The digital world is creating enormous amounts of data on a daily basis. Social listening and social media analytics have made it significantly easy for us to analyze and understand this data. Marketers have been using this data to gain insights into the minds of potential customers to inform their audience targeting efforts and their marketing strategy.
There’s nothing more effective than social listening to support these efforts to delve deep into the oceans of data on social media. Big companies are slowly coming to rely upon chatbots, backed by artificial intelligence and machine learning, to help them respond in real-time to the grouses voiced online taking their brand’s name. These chatbots are primarily programmed to engage with such messages based on the presence of certain keywords. They can be programmed to respond the same way each time or respond differently too. Respondents to a survey by Drift have said they would find chatbots to be of good use:
- When seeking a quick answer in an emergency
- To resolve a compliant
- To get detailed answers and explanations to specific questions etc.
Can Chatbots function without Human Intervention?

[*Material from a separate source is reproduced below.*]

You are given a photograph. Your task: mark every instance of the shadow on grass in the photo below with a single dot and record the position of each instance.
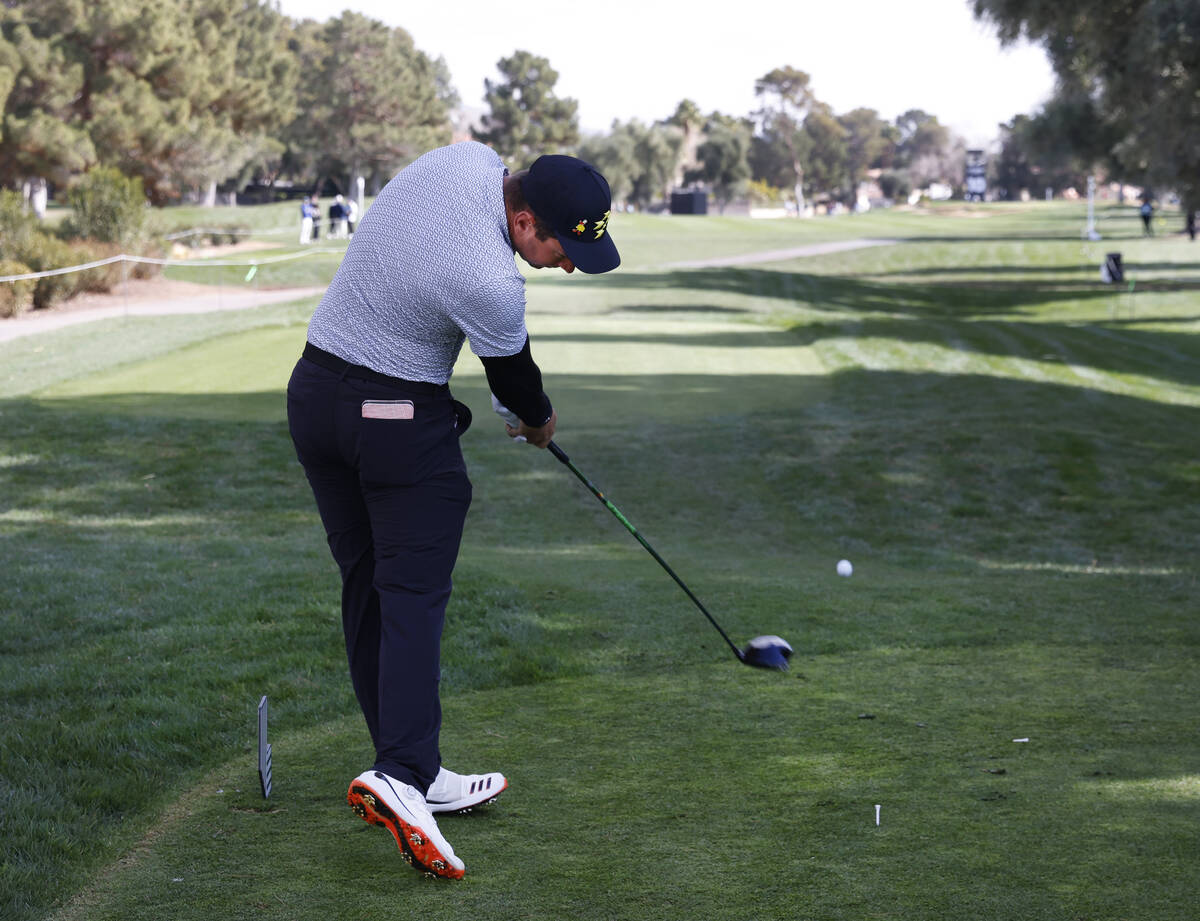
(964, 300)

The answer, for now, is just ‘maybe’. This insight has been recently illustrated by a funny conversation that unfolded on Twitter recently. Not only did Amazon’s chatbot get confused over a sarcastic comment meant to mock the political crisis occurring in Maharashtra, India, it actually apologized to the person who made the comment and offered reparations. The incident involved four regional political parties in the state of Maharashtra in India namely, the BJP, the Shiv Sena, the NCP, and the Congress party. The parties were looking for alliances to build a sufficient majority to prove their eligibility to form the government, with a lot of party-hopping and horse-trading being involved.
As one Twitter user questions the need for the BJP to buy time to prove that it has the strength needed to prove its majority on the floor, another user offered a sarcastically phrased explanation, comparing the situation to how one needs to wait for orders placed on Amazon to be delivered.
Any (human) employee of Amazon would have laughed and moved on when the social listening tool pulled it up from the data ocean for review. But the bot, probably reading the mentions of ‘Amazon’ and ‘Delivery’ in the same sentence – even without any other negative expression – promptly responded with “Apologies for any unpleasant experience you had with regard to the delivery of your orders. Could you please elaborate on your concern? We would be glad to assist you.” Oh, really!?
Credit goes to Amazon’s team to review and delete the tweet quickly, but they weren’t quick enough to stop the Twitterati from saving the screenshot and sharing it onwards.
Social Listening for Customer Engagement
Social listening tools track brand mentions to draw relevant insights and help a brand engage with its audience base. Chatbots fulfill the need to provide instant, real-time responses which are so important when they want to make an unhappy customer happy.
Like all good things, it comes with a caveat. Using chatbots to provide automated responses could work but not without some amount of human intervention. At least, not until machine learning helps these bots evolve, making them really adept at sensing more from the words used and their context and tone better. For now, let’s just say that marketers and consultants should continue using social listening and chatbots to save precious time and wow their customer-base, but let’em also be hands-on when doing so.